Mama Ana’s two sons, Oana’s uncles, finished their cigarettes and carried the empty casket inside. Within minutes I saw her in the casket draped in white satin. She lay in state in her own home. Păuca, her village, has no funeral home, not that many Romanians use them – families usually handle this grim ritual. There is no makeup, no embalming.

At the wake, family and friends crowded around the casket and packed all three rooms, some standing on their toes to see. A 30-something priest, bearded and bespectacled in hip European glasses, the only priest at the beautiful Romanian Orthodox church on the hill overlooking Păuca, presided with care, joined by a cantor and assistant. They filled the house with stirring harmony. The priest’s glorious, gilded robes reminded me of my Roman Catholic upbringing, as did the heavy use of incense.

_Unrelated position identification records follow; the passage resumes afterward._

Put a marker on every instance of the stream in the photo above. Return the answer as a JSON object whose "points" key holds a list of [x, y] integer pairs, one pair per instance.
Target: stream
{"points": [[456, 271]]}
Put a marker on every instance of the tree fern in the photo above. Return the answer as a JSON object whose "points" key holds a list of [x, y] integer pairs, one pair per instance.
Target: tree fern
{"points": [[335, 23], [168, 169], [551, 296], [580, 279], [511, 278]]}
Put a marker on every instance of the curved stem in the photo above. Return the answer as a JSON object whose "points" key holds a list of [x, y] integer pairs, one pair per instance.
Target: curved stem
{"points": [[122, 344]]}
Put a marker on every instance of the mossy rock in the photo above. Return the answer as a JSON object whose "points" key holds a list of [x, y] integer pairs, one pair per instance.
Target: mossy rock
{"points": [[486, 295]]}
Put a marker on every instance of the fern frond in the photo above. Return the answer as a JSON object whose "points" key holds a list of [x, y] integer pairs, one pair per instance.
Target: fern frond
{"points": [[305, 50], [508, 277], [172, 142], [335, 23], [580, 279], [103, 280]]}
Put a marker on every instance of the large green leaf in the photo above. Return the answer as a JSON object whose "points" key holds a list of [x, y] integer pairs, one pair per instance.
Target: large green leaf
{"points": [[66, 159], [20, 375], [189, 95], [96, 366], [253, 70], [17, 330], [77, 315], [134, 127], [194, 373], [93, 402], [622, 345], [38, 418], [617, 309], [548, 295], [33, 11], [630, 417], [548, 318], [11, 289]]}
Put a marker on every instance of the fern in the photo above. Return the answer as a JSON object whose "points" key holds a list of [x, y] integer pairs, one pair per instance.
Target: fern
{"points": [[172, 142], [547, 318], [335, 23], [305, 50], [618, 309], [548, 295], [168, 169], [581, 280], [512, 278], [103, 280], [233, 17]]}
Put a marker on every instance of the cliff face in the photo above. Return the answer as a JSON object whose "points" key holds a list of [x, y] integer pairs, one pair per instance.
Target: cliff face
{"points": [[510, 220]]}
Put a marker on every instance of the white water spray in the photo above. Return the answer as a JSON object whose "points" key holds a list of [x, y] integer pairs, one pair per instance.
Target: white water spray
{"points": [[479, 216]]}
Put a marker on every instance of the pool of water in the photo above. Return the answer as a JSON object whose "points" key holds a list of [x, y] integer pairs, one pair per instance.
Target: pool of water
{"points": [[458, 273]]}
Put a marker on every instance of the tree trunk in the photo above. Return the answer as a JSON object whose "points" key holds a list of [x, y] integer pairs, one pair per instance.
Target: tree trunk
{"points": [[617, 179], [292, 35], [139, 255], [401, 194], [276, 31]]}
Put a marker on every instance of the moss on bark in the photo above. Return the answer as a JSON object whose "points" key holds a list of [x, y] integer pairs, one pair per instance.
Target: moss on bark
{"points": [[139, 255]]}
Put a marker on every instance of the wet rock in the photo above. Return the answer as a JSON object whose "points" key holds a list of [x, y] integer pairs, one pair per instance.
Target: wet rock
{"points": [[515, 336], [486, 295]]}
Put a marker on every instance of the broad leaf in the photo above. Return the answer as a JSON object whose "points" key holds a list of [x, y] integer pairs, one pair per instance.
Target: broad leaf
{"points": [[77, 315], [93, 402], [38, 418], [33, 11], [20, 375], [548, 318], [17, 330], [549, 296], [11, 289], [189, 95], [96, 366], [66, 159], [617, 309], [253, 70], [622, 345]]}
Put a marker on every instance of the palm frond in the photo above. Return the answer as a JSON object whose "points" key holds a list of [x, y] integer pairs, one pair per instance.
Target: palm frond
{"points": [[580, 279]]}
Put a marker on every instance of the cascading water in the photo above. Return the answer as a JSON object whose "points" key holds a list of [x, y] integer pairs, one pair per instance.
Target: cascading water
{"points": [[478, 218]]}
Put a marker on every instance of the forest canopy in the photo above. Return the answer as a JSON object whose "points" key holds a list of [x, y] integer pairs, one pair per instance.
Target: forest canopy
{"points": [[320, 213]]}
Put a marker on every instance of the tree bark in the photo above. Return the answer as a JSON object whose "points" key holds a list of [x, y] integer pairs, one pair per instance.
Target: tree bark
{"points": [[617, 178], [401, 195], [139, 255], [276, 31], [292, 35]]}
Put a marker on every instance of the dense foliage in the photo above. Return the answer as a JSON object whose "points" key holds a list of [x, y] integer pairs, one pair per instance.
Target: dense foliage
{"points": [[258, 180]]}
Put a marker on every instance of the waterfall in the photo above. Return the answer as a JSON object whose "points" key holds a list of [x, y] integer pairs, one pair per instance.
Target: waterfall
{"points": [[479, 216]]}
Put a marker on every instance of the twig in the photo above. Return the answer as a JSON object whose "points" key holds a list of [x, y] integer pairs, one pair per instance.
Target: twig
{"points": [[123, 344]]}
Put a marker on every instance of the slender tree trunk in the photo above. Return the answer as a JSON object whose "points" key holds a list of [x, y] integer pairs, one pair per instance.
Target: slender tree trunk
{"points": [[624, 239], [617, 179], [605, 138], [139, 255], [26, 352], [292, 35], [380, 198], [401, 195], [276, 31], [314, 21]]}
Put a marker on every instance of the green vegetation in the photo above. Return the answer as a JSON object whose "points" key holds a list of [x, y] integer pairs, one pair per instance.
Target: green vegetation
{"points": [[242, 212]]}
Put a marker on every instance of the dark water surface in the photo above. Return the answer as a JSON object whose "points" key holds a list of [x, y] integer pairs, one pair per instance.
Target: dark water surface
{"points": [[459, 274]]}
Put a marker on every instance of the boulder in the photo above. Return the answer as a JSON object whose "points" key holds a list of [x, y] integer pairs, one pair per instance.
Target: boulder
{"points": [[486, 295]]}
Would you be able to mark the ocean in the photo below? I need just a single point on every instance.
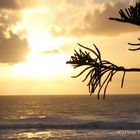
(70, 117)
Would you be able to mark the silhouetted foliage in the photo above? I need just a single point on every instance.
(130, 15)
(101, 72)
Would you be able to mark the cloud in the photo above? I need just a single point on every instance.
(96, 21)
(91, 18)
(55, 51)
(8, 4)
(13, 49)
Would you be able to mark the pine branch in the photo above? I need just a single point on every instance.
(99, 72)
(130, 15)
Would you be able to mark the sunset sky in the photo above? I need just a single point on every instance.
(37, 37)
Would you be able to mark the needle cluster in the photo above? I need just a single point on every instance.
(100, 72)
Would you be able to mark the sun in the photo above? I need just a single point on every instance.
(46, 59)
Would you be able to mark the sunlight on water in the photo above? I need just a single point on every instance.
(33, 135)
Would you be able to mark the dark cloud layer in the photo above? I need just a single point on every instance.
(97, 23)
(13, 49)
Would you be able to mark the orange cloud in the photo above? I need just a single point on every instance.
(13, 49)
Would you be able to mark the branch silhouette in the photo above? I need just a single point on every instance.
(100, 72)
(130, 15)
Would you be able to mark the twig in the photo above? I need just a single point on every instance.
(97, 69)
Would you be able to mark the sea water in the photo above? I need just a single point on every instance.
(70, 117)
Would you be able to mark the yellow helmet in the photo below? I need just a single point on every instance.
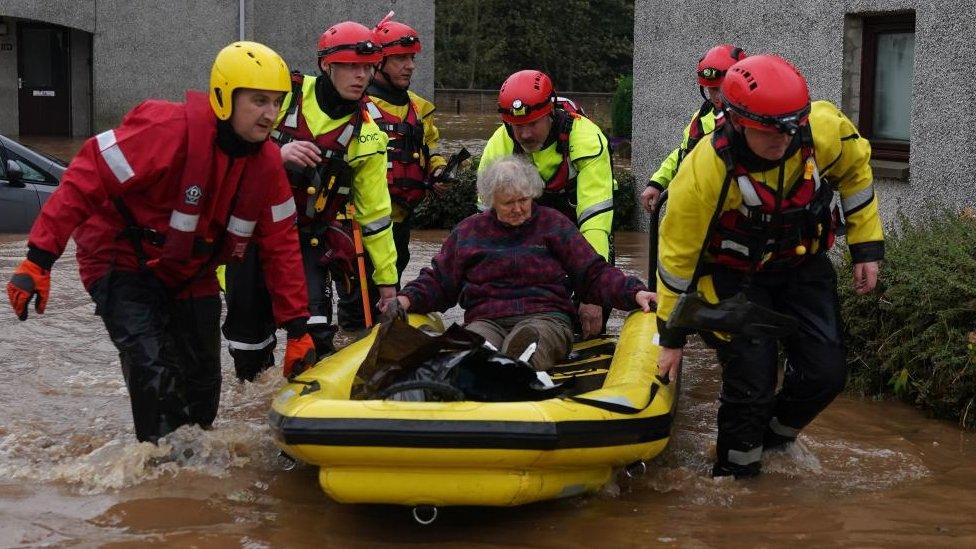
(245, 65)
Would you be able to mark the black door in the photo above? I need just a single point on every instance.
(43, 63)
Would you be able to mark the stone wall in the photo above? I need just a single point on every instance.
(821, 38)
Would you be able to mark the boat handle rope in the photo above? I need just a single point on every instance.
(618, 408)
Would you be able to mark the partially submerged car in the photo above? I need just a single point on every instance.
(27, 179)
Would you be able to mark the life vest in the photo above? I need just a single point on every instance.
(560, 189)
(771, 231)
(406, 154)
(321, 192)
(185, 238)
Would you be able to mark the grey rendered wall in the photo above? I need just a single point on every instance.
(146, 48)
(669, 38)
(77, 14)
(305, 21)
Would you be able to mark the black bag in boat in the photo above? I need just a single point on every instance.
(405, 363)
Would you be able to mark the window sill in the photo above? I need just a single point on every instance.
(889, 169)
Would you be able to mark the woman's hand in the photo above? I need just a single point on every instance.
(644, 299)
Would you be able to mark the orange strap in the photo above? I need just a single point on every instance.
(357, 238)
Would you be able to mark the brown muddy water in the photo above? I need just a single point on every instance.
(865, 473)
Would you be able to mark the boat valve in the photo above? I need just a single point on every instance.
(424, 514)
(635, 469)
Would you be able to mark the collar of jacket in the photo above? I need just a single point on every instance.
(330, 101)
(391, 95)
(753, 162)
(231, 144)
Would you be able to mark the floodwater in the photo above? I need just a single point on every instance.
(865, 473)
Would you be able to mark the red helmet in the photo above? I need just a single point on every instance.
(396, 38)
(768, 93)
(526, 96)
(349, 42)
(714, 64)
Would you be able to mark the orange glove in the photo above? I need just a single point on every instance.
(299, 355)
(29, 280)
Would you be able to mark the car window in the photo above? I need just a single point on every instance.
(31, 173)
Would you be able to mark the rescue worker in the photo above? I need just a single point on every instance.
(335, 155)
(573, 159)
(751, 212)
(412, 167)
(711, 71)
(153, 206)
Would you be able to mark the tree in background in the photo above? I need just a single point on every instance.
(583, 45)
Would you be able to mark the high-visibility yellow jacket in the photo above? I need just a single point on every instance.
(665, 172)
(366, 155)
(425, 111)
(589, 156)
(842, 156)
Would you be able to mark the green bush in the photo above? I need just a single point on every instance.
(460, 201)
(622, 107)
(625, 202)
(914, 338)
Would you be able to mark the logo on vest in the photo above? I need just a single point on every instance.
(193, 195)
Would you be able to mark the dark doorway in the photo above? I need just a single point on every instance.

By morning, scores of villagers, mostly older women – Romania has so many widows – streamed into Mama Ana’s courtyard, conversing quietly, some with moist, reddened eyes, all dressed head to toe in black. These peasants live off small plots of land and a few livestock. Hands display the evidence, gnarled fingers and a bit of dirt under nails no matter how often they scrub them.

Church men prepared a makeshift altar, putting down wooden planks to protect the priest’s footing from mud that formed after snow melted. The funeral included intense prayer and haunting vocals, which carried across the village for one hour. Pallbearers closed the casket and screwed it tight with bare hands. One last look at Mama Ana. My mother-in-law hugged the casket and wailed.

A farmer’s flower-covered, horse-drawn cart waited for the final journey. Family and villagers followed it in procession for the mile-long walk to the cemetery nestled into the hill by the church. Others came to the street and paid respects. Mama Ana would be laid to rest with her husband who died 20 years earlier.

The gravesite was hand dug, a mound of fresh, cold earth piled near the tombstone. More blessings from the priest followed and she was lowered with a crude pulley device. Burial was quick and simple, followed by dinner reception for 100-plus at the village hall that included homemade red wine and țuică, a potent national brandy distilled by Mama Ana’s children with plums grown on her land. People downed a few and ate quickly, thanked the family with double kisses and went home, careful not to make it a party.